Quant au français, outre les nombreux emprunts qui émaillent le texte, il est surtout représenté dans le chapitre suivant qui, se déroulant dans la « maison aux colonnes noires », est intitulé « Je sème à tout vent » : c’est la devise de Larousse, qui apparaît ici en français dans le texte anglais ; c’est aussi celle de Bayamus, désignant par cette expression sa volonté, non pas d’essaimer le savoir de par le monde, mais de ne manquer aucune chance de procréer22. La référence à Larousse est loin d’être anodine, compte tenu de l’activité définitoire en cours et du rôle du dictionnaire dans la poésie sémantique comme dans la pratique de la traduction. Dans Cardinal Pölätüo, l’activité de traduction s’exerce plutôt entre connaissance directe et indirecte, tâchant de faire tenir ensemble le dogme religieux d’une part et sa contradiction empirique d’autre part ; mais elle aboutit à la fin de l’ouvrage à un « Dictionnaire des symboles traumatiques » qui fait partie intégrante de la fiction puisqu’il est rédigé par Pölätüo. Cette autre forme de traduction confirme la fascination de l’auteur pour ce principe d’équivalence sémantique qui n’est jamais aussi rigoureusement équilibré qu’une équation23. Ici, la couleur locale française tient du stéréotype libertin, mais permet aussi de mettre en scène un nouveau scénario de traduction : la paraphrase en anglais de la chanson des étudiants du Quartier latin. En effet, une des jeunes filles, une Française repoussée par le narrateur, se met à tricoter et à fredonner ladite chanson, ce qui fait conclure à ce dernier :
J’étais sûr qu’elle n’était pas consciente à quel point cette chanson était indécente. Les mots avaient perdu leur signification, ils n’étaient rien de plus qu’un certain tra la la, qu’une sorte de canevas sur lequel broder les sons musicaux. Nous perdons la signification des mots que nous utilisons. Nous nous contentons plutôt de formules verbales ; effrayés par la réalité, nous n’utilisons rien d’autre que des expressions stéréotypées. Nous aimons manger des mots passe-partout et nous aimons faire l’amour avec des clichés24.

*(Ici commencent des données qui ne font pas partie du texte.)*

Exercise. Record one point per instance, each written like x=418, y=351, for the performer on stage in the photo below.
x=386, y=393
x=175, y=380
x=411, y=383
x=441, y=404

L’idée que le mot usé accèderait à une forme d’abstraction musicale n’est pas nouvelle. En revanche, le « cliché » est ensuite associé à des inscriptions en latin ou en anglais sur des couronnes, pancartes et autres publicités authentiques dont on retrouve le pouvoir magique dévitalisé dans le chapitre suivant, « Rhododendron ». Or, suite à la discussion entre un docteur et un passant, à qui le premier prescrit de dire « rhododendron » chaque matin pour lutter contre l’anxiété que génère en lui la pensée des déshérités (en l’occurrence les mendiants, les Indiens et les Noirs), toute une série de figurants n’échangent plus qu’en langage publicitaire pour se vendre mutuellement des substituts de lait maternel, des poudres digestives et autres comprimés Sun, pilules Czam ou produits Ood, Owp, Oyt et Oyl. Toujours sur le principe de la répétition et de l’application des préceptes au fur et à mesure du récit, il y a donc là une illustration du principe de désémantisation exposé plus haut, qui passe en outre par l’usage de termes cryptés d’apparence purement phonétique, sans rapport avec le réel, si ce n’est l’évocation d’une origine vaguement anglaise (« sun ») ou polonaise (« czam », à prononcer « tcham »).

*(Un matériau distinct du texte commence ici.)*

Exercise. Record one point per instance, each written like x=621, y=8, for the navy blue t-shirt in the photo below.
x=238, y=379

Si les mots (éculés) de la chanson (authentique) existent, comme nous en assure le narrateur, il lui importe de retrouver le morceau de réalité qu’elle recouvre et c’est l’occasion d’apporter un complément de définition, encore inconscient, à la poésie sémantique :
Je compris que l’action même de découvrir la réalité vraie, toute nue, pouvait enrichir l’esprit, le grossir de connaissances, développer ses capacités, mettre de la beauté dans ses pensées. Et je savais maintenant que la meilleure façon de la découvrir était de rejeter l’aura mystificatrice des associations conventionnelles, patriotiques, artistiques, morales, coutumières, « couleur locale », et que la meilleure méthode à suivre pour parvenir à ce but consisterait à remplacer les paroles de la chanson par des définitions formulées avec les mots du dictionnaire émotionnellement neutres, rigoureusement exacts, se conformant étroitement aux critères requis de précision25.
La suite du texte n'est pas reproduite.